B.O. BONANZA
Season sees record box office intake pass $6 bil
The Christmas weekend is expected to add more than $140 million to the annual cume and the remaining three calendar days will see a finish of better than $6.2 billion. The final tally will translate to roughly a 7.8% increase from one year ago and also come close to record admissions of 1.3 billion.
The prospect of a $6 billion-plus year was evident from the results of first-quarter filmgoing. In fact, entering the summer, B.O. performance plotted out to almost $6.5 billion. However, weak returns in May and June necessitated more conservative projections.
Since Labor Day, moviegoing kept apace of prior years, indicating the likelihood of a finale perhaps a tad shy of $6.2 billion. However, record Christmas viewing that's ballooned about 25% from a year ago now assures reaching that level.
Individual performance of holiday releases and the arrival of the last sputter of national debuts resulted in slight shifts in market share performance.

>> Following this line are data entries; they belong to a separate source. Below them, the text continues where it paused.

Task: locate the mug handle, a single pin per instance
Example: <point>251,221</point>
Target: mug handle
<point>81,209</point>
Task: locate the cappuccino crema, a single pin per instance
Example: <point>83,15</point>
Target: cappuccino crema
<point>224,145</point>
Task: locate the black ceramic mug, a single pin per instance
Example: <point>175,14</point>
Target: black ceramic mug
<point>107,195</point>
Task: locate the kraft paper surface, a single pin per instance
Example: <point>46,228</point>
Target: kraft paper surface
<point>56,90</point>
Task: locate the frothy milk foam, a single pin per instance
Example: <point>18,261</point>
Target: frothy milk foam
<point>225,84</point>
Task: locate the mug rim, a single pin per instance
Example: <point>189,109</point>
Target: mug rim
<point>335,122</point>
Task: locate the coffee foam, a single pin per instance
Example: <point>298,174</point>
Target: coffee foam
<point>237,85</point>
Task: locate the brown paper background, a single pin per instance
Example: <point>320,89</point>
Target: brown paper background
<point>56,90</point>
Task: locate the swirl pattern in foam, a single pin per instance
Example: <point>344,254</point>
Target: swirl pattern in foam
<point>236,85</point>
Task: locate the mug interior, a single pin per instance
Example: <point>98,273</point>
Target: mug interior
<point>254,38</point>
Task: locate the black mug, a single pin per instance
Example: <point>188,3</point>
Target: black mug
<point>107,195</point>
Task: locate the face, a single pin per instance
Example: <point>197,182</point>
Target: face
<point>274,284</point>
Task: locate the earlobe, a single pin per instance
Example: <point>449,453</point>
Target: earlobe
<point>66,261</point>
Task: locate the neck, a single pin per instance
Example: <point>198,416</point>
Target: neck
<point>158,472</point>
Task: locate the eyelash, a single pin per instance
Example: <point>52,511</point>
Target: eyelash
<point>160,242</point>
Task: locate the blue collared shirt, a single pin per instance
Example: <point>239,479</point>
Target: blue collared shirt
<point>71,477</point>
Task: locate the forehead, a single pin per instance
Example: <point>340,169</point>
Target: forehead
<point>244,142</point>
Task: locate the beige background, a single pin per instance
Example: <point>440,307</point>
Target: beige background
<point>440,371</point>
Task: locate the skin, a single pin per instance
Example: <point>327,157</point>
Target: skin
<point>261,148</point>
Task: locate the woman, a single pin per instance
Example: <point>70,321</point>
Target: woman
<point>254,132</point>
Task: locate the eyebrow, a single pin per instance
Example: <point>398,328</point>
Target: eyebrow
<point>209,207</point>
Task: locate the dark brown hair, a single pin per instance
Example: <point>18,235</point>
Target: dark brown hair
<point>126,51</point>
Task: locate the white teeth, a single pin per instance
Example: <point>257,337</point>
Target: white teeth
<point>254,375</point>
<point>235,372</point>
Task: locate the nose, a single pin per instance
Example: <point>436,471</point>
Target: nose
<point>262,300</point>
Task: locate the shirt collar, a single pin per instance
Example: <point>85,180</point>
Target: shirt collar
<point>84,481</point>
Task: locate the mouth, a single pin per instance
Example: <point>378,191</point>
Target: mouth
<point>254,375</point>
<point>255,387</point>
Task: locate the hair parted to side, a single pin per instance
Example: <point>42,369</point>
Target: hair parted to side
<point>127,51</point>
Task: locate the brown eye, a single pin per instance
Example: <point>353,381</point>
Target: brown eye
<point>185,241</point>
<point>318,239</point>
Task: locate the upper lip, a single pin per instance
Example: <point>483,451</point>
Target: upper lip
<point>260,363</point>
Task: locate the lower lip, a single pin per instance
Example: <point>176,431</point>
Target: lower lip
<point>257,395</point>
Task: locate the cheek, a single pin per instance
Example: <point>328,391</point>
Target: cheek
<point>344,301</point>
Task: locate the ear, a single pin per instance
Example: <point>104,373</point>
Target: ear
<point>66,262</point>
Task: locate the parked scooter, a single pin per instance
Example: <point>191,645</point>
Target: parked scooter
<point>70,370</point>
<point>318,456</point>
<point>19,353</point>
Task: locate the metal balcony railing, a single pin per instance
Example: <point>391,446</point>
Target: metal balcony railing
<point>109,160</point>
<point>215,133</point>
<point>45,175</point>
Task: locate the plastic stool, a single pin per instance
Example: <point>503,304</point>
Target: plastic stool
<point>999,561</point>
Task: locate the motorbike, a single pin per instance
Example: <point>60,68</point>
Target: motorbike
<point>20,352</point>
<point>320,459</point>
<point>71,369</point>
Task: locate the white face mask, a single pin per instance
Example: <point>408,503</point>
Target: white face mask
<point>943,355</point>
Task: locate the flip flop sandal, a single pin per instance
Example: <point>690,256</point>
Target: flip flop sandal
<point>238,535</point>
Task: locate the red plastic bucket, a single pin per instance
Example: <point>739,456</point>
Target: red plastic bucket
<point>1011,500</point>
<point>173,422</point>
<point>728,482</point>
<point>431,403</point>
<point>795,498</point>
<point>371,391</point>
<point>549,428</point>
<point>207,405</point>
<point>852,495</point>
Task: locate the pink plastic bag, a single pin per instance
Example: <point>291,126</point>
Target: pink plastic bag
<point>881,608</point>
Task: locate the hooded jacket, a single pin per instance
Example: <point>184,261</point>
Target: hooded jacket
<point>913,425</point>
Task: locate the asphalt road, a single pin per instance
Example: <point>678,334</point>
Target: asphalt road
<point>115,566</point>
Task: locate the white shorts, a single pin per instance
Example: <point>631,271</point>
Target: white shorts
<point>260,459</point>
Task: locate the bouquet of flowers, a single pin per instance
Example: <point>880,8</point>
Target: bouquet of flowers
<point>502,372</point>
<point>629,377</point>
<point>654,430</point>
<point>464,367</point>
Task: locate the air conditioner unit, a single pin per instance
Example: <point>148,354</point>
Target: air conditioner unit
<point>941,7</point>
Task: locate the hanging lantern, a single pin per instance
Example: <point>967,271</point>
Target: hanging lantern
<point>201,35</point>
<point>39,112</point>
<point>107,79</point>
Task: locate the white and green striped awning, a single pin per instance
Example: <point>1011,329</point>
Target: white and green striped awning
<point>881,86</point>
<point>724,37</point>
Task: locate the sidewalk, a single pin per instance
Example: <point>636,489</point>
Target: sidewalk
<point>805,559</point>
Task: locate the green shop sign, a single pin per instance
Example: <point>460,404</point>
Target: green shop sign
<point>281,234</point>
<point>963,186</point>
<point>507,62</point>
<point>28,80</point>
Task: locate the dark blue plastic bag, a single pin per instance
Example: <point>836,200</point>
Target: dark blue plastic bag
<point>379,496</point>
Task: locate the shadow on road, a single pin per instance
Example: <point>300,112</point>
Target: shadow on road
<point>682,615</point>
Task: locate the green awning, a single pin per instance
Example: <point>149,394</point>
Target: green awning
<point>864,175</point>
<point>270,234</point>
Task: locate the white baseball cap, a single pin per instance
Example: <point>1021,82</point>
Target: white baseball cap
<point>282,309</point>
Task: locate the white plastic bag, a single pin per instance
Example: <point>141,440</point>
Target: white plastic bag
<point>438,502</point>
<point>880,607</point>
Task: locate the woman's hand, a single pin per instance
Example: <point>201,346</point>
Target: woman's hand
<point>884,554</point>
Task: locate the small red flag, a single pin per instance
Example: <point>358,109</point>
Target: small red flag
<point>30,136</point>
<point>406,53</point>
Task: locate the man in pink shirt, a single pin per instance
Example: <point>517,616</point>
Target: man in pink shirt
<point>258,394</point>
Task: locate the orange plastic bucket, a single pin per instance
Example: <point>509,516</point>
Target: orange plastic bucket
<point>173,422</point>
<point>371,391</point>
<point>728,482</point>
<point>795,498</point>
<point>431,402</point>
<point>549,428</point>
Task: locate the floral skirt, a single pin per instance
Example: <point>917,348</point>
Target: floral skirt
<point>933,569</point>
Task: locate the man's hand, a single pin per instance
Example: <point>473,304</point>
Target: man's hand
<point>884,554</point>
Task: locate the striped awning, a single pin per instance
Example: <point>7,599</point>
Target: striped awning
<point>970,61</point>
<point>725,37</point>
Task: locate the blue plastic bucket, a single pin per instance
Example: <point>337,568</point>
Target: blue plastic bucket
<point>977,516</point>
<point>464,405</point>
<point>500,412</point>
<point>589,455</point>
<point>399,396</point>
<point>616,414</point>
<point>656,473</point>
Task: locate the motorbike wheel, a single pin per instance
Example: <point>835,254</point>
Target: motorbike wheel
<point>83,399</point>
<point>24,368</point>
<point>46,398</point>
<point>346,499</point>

Sony has long been assured of top spot with combined grosses from 1997 releases approaching $1.3 billion and close to 21% of the marketplace. Buena Vista trails in second by more than 6%, and though the company will fall short of $1 billion domestically for the first time in three years, it's released fewer titles and shifted emphasis to overseas territories where it controls rights to such pics as "Air Force One" and "Face/Off."
Paramount pulled past Warner Bros. during the holidays thanks to buoyant biz on "Titanic" and will dock in third. The other major switch saw Miramax surpass New Line as a result of the late-year openings of "Scream 2" and "Jackie Brown" and the expansion of "Good Will Hunting." New Line's most recent wide release was the pre-Thanksgiving "Mortal Kombat Annihilation."